Transcend uses a client credentials method to connect to your organization's Google Cloud Platform projects. There are a few steps involved to generate credentials specific to your Google organization.

  1. You have access to your organization's Google Cloud Console, and have permissions to create a new project, and provision a service account.
  2. You have access to the Google Admin Console, with permissions to modify Security Settings for your organization.

Provision a Project and Service Account

  1. Create a new project. Create a dedicated project for the integration in your organization's Google Cloud Console, and enable the following APIs:

    If a GCP project was previously created for another Transcend Google integration, there's no need to create another project. Feel free to use the existing project.

  2. Create a service user account. Transcend recommends creating a dedicated service user account to connect this integration, even if another service user has been configured for another Transcend integration. Creating a service user with limited scope for each integration reduces the risk of superpowered accounts.

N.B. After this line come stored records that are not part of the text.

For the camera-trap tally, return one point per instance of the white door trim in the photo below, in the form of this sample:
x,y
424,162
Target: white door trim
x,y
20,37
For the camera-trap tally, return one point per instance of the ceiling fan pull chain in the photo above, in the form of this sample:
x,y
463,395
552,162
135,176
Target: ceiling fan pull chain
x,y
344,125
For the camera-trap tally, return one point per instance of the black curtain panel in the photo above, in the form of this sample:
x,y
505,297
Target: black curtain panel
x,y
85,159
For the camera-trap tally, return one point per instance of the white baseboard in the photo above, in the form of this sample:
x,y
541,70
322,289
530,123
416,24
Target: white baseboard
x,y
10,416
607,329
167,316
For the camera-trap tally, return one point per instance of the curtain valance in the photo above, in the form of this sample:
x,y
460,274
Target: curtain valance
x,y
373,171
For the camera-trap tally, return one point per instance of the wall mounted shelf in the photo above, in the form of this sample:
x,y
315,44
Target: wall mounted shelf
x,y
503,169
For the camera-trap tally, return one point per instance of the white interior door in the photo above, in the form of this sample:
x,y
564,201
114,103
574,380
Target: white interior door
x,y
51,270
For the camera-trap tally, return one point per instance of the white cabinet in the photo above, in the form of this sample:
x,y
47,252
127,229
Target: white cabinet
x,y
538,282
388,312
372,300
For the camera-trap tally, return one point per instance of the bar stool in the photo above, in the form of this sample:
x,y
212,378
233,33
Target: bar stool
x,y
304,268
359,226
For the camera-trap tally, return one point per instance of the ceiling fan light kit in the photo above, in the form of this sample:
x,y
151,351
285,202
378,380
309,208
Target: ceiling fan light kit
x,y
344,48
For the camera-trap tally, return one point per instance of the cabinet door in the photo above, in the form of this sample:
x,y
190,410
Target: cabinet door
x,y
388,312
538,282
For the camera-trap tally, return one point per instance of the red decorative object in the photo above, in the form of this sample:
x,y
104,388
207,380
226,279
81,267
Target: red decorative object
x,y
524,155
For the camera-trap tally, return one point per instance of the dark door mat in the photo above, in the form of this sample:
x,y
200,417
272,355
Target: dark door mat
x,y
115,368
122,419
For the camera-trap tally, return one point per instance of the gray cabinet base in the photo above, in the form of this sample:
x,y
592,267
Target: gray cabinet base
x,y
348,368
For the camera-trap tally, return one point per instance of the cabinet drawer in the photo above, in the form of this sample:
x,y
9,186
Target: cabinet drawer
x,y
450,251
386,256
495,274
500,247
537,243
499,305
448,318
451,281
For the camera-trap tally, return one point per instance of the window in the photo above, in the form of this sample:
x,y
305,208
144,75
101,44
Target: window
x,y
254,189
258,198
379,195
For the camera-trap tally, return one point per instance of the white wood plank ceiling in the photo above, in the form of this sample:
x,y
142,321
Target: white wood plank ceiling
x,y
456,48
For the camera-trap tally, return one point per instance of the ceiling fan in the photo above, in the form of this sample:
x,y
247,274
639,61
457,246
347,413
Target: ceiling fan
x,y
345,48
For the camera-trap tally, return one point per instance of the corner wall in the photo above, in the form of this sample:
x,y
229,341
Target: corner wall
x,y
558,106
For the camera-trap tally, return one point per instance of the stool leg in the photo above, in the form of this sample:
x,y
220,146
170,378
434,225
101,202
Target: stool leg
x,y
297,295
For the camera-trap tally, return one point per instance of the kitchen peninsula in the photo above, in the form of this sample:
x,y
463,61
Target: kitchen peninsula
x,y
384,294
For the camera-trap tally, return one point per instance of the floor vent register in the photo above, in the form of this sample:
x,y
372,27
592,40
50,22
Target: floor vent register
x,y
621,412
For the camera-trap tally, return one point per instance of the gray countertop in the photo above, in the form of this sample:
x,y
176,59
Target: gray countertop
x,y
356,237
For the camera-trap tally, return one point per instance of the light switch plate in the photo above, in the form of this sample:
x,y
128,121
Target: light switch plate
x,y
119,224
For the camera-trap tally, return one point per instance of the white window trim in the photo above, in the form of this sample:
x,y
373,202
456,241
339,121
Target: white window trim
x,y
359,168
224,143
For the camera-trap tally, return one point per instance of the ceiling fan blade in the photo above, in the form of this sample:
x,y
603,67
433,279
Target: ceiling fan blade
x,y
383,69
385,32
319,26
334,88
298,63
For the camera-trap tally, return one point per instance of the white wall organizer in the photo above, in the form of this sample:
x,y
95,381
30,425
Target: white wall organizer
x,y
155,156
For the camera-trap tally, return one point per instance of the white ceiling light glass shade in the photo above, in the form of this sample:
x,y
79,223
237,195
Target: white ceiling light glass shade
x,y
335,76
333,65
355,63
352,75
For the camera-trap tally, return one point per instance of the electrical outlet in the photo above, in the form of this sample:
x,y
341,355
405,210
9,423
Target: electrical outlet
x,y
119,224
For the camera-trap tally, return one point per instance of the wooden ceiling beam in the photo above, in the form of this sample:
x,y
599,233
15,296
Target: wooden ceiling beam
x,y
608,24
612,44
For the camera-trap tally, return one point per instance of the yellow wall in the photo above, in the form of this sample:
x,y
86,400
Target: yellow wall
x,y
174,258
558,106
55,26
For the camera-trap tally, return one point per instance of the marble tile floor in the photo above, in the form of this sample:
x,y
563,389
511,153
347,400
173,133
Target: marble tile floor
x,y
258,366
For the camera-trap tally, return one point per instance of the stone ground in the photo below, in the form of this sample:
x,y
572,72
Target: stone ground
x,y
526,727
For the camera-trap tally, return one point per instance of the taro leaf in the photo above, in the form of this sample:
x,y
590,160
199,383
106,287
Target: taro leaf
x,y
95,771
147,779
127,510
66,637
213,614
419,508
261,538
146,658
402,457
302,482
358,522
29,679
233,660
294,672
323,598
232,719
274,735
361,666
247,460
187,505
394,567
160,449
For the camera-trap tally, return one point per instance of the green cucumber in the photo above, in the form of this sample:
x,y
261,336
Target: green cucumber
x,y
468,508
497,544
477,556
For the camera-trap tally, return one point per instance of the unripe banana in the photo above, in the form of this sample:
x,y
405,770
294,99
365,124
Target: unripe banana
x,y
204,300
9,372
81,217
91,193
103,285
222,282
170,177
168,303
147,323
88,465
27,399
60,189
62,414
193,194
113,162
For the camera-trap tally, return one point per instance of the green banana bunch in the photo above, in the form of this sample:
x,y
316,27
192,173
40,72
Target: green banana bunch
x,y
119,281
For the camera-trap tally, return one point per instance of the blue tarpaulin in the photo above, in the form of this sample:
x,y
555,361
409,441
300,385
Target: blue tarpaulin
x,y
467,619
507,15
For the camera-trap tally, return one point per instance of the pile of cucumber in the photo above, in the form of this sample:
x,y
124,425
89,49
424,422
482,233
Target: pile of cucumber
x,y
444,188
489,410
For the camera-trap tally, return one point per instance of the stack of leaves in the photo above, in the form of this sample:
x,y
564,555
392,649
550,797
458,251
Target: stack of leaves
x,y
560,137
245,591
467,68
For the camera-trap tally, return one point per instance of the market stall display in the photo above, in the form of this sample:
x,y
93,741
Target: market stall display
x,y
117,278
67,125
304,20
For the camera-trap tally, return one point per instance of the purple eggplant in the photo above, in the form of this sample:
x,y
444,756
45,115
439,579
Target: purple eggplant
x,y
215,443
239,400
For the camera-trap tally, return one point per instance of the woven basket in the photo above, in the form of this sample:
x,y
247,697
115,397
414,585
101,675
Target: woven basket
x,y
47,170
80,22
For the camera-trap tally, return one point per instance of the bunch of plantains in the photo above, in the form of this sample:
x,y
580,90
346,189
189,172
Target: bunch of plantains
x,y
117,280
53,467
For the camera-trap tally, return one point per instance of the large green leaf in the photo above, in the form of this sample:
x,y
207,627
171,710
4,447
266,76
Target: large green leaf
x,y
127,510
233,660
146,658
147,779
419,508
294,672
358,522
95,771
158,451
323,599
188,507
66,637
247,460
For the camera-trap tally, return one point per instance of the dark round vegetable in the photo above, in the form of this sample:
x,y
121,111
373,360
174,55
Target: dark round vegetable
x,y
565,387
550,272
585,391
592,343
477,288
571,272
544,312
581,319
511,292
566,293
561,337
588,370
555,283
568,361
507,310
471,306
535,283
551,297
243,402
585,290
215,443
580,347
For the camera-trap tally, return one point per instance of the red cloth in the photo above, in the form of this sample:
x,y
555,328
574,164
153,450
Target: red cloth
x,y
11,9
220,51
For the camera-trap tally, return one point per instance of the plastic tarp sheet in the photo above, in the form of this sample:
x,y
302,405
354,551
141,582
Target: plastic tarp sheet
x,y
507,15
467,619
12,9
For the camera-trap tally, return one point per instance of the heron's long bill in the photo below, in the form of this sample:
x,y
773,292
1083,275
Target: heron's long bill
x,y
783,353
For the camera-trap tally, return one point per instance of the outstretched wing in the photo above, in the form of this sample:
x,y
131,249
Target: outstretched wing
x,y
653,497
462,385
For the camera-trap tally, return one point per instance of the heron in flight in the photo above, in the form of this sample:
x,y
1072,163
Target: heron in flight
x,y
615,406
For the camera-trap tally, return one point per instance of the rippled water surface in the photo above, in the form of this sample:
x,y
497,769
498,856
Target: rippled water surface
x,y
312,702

    Navigate to the "IAM & Admin" tab for the desired project and select "Service Accounts" > select Create Service Account. Give the service account a name you'll remember, for example, "transcend-integration".

    • You don't need to grant this service account any specific IAM roles or permissions.
    • Make note of the email address associated with this service account - you'll need it when connecting the integration.
  3. Source the client ID. Once the service account is created, select "Enable G Suite Domain-wide Delegation", and make note of the unique Client ID, as you will need to refer to this later.

    Enable Domain-wide delegation setting image

  4. Generate a private key. A set of public-private key pairs for this account is needed to be used in the Transcend Connection form. You can create the key by:

    • Visiting the "Key" tab in the service account's settings page and selecting Add Key. Make sure to select JSON as the key type.
    • This will download a key file to your computer. You will need the JSON key file during the connection phase for the integration - Transcend only supports key files generated in the JSON format.
  5. Give the newly created service user access to every GCP project you would like Transcend to scan.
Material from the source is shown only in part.